This volume serves to expand theory-driven understandings of active sport tourism by showcasing five empirical studies examining a variety of active sport tourism contexts. These include table tennis at the World Veteran’s Championships, ultramarathon, running/cycling/triathlon, skiing/snowboarding, and a range of issues such as active ageing and travel-related carbon footprints. The volume also seeks to explore possibilities for future directions in active sport tourism and act as a catalyst for ongoing scholarly inquiry.
Travelling to take part in active sporting pursuits is growing in popularity around the world. Active sport tourism encompasses travel to participate in a myriad sports, as well as in competitive participatory sport events. Much of the recent growth in active sport tourism is associated with travel to compete in participatory sport events, notably the "big city" international marathon events; amateur running, triathlon, and cycling events; Masters Games; and team sport tournaments. While the broader sport tourism research literature has tended to focus on spectator-oriented sports events, particularly the mega events such as the Olympic Games, it is only recently that a concerted research agenda in active sport tourism has emerged, making this volume innovative and relevant.

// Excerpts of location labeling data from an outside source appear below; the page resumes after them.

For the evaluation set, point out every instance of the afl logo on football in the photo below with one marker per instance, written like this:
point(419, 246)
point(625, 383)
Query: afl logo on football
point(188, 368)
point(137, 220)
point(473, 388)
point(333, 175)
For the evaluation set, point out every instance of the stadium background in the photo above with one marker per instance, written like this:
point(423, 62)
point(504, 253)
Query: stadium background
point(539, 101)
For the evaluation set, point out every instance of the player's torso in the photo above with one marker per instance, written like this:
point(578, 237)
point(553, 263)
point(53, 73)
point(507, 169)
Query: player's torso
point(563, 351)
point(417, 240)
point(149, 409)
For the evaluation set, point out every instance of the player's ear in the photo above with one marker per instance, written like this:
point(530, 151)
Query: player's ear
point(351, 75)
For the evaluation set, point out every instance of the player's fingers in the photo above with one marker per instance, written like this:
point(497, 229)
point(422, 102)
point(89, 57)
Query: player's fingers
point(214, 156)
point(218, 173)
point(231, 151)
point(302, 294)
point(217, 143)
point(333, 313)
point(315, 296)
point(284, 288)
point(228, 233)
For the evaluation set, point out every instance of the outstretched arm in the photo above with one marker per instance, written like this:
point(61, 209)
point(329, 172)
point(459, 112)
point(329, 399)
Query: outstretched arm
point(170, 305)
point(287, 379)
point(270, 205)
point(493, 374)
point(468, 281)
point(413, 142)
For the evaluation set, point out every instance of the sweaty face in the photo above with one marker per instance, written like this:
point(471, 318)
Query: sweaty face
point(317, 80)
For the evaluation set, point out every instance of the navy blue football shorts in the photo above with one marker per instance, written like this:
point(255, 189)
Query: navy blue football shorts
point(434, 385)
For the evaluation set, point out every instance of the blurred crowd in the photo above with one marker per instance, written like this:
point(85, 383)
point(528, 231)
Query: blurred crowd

This book was originally published as a special issue of the Journal of Sport & Tourism.
Table of Contents
1. Introduction to the Special Issue Active Sport Tourism 2. ‘Doing it for Dot’: exploring active ageing sport tourism experiences through the medium of creative analytical practice 3. Ultramarathon runners’ perception of place: a photo-based analysis 4. Exploring sport participants’ event and destination choices 5. The carbon footprint of active sport tourists: an empirical analysis of skiers and boarders 6. The relationship between sport tourists’ perceived value and destination loyalty: an experience-use history segmentation approach
Heather J. Gibson is a Professor in the Department of Tourism Recreation & Sport Management at the University of Florida, USA. Her research focusses on understanding leisure, sport, and tourism (sport tourism) behaviour in the context of gender and life stage, and the meaning and wellbeing associated with such participation.
Matthew Lamont is a Senior Lecturer at Southern Cross University, Australia, with research interests in active sport tourism and sport- based leisure.
Millicent Kennelly is a Senior Lecturer at Griffith University, Australia. Her research interests revolve around active sport tourism and sport event management, with a particular focus on participatory sport events and amateur athletes.
Richard J. Buning is a Lecturer in the tourism discipline at the University of Queensland, Australia. His research interests include sport tourism and event management. Within this area, his research agenda is focused on the progressive experiences of participant based active travel at the individual, event, and community level.